A New Syntax For Foreign Keys in Laravel 7

Arie Visser • May 16, 2020

laravel php database

Since 7.x, Laravel provides a very compact syntax for creating foreign key constraints with the constrained method. In this post we will give a short demonstration of this syntax, and we will take a look at how the constrained function is written in Laravel's source code.

When you want to reference a user in an orders table, you can now write:

Schema::table('orders', function (Blueprint $table) {
    $table->foreignId('user_id')->constrained();
});

Instead of:

Schema::table('orders', function (Blueprint $table) {
    $table->unsignedBigInteger('user_id');

    $table->foreign('user_id')->references('id')->on('users');
});

How does the constrained method work?

Since the foreignId method is just an alias for unsignedBigInteger, the magic happens in the constrained method. Let's take a look at how this works.
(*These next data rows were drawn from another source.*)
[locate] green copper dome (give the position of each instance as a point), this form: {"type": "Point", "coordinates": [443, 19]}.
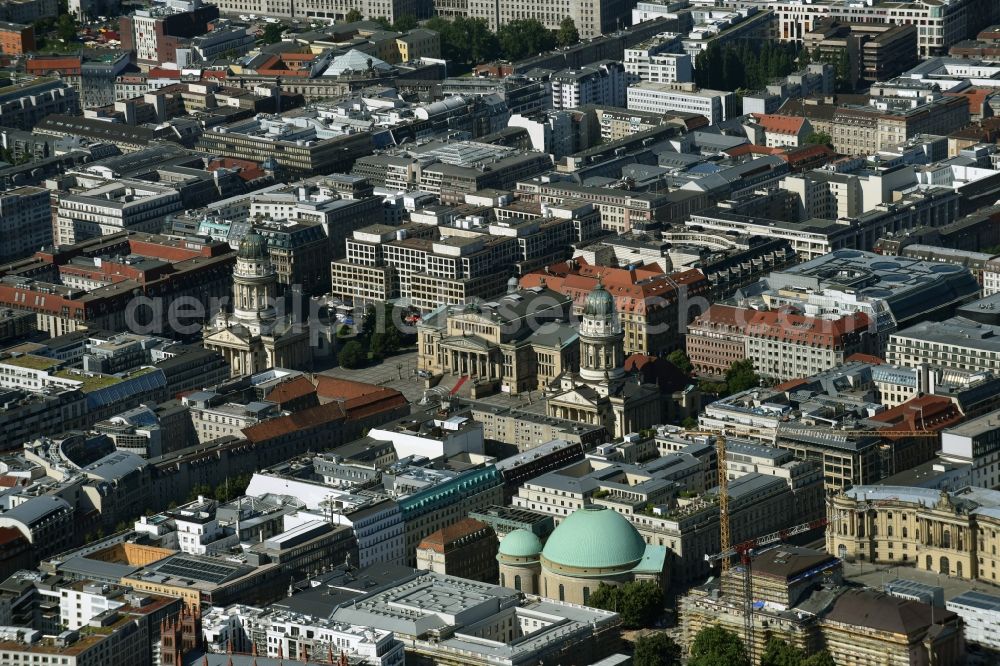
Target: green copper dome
{"type": "Point", "coordinates": [595, 537]}
{"type": "Point", "coordinates": [599, 302]}
{"type": "Point", "coordinates": [252, 246]}
{"type": "Point", "coordinates": [521, 543]}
The method can be found in Illuminate\Database\Schema\ForeignIdColumnDefinition:

use Illuminate\Support\Str;

public function constrained($table = null)
{
    return $this
        ->references('id')
        ->on($table ?: Str::plural(Str::before($this->name, '_id')));
}

When calling the constrained method, the column in the child table will always reference to the id column of the parent.
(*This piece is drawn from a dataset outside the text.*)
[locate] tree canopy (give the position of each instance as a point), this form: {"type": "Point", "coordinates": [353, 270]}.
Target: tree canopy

In the on method, the pluralization of the characters before "_id" results in the table name of the parent.

In the case of user_id, this will result in users.

When this conversion would not lead to the correct table name, it is also possible to pass another table name as argument:

Schema::table('orders', function (Blueprint $table) {
    $table->foreignId('user_id')->constrained('app_users');
});

As you can see in the constrained method, when the $table argument is not null, pluralization will not be applied.